Separately Wednesday, Israel announced that it would be limiting public events in closed areas to 100 people as part of increasingly strict measures to curb the spread of the new coronavirus in the country.

People wear face masks arrive at Ben Gurion International Airport on March 11, 2020. (Flash90)

The ban includes synagogue prayer and weddings, the Health Ministry director-general Moshe Bar Siman-Tov elaborated. Schools are staying open for now, but officials may require institutes of higher education to teach remotely.

The new restrictions were announced as the World Health Organization declared the COVID-19 outbreak a global pandemic.

There have so far been 97 confirmed cases of COVID-19 in Israel, many of them contracted by travelers who recently returned from abroad. There were 27 new confirmed cases in the country Wednesday.
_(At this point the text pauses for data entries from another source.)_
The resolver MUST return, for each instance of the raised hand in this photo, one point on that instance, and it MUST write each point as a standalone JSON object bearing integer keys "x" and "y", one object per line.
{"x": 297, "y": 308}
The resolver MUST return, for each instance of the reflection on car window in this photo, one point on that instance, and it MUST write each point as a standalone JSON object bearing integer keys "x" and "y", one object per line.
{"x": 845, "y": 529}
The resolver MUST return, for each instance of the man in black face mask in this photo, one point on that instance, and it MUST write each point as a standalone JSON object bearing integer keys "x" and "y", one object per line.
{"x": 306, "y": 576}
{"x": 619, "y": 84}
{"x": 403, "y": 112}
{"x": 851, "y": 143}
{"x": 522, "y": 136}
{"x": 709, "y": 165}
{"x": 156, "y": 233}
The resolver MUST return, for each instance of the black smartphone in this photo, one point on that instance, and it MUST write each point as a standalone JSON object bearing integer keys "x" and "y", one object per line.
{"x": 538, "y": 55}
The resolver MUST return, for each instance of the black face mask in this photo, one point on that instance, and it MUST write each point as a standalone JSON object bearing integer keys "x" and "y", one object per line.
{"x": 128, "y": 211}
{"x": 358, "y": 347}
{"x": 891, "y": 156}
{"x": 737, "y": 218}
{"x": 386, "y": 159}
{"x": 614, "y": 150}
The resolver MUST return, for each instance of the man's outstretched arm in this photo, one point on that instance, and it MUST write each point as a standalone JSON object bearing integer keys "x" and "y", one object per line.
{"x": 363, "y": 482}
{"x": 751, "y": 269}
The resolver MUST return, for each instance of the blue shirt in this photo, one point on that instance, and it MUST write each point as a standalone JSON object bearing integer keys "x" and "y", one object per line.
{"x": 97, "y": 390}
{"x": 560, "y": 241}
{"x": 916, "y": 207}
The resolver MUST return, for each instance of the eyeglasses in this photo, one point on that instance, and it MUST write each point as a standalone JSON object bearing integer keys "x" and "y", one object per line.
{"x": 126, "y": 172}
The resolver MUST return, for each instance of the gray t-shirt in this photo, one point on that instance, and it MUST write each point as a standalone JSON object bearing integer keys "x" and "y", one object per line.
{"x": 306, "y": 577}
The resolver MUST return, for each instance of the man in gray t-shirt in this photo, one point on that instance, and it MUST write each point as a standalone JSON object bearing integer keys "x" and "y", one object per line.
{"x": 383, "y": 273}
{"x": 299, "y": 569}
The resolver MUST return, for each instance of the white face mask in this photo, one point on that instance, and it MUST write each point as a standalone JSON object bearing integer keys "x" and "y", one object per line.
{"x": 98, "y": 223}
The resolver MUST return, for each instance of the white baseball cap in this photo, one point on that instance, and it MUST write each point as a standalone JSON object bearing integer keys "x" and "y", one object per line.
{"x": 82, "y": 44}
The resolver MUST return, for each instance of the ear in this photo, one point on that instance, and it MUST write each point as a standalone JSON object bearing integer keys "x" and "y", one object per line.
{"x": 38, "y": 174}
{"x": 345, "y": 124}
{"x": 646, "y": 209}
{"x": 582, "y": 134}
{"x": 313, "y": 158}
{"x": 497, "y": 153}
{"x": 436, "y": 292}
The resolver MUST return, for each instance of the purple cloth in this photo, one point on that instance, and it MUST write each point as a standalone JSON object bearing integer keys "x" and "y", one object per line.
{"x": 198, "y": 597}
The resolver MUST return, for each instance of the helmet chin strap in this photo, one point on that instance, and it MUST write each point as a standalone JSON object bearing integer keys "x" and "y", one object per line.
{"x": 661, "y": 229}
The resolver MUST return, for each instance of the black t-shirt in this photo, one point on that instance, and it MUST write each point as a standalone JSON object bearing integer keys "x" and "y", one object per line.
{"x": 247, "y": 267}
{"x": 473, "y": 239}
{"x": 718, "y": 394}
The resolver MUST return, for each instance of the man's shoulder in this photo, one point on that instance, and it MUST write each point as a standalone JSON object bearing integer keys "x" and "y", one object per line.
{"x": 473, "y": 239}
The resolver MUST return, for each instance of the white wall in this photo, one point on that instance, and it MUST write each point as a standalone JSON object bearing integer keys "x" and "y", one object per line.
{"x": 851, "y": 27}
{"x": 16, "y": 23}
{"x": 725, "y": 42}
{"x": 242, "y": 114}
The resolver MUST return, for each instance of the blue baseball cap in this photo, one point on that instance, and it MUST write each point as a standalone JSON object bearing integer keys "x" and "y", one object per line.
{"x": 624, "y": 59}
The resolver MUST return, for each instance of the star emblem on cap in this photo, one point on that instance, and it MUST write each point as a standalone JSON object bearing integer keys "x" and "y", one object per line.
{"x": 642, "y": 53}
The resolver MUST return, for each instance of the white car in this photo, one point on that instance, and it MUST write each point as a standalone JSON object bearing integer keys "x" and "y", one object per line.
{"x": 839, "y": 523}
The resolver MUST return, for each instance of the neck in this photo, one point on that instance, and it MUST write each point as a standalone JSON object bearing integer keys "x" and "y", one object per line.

Worldwide, there have been over 118,000 confirmed cases of the coronavirus and nearly 4,300 deaths.

Prior to the new restrictions, public gatherings in Israel had been limited to 2,000 people, including for religious events.

To curb the spread of the virus in the country, all Israelis returning from overseas are required to quarantine at home for 14 days. Non-Israeli nationals will be allowed into the country until Thursday at 8 p.m., but after that they will be barred entry unless they can demonstrate an ability to self-quarantine for two weeks.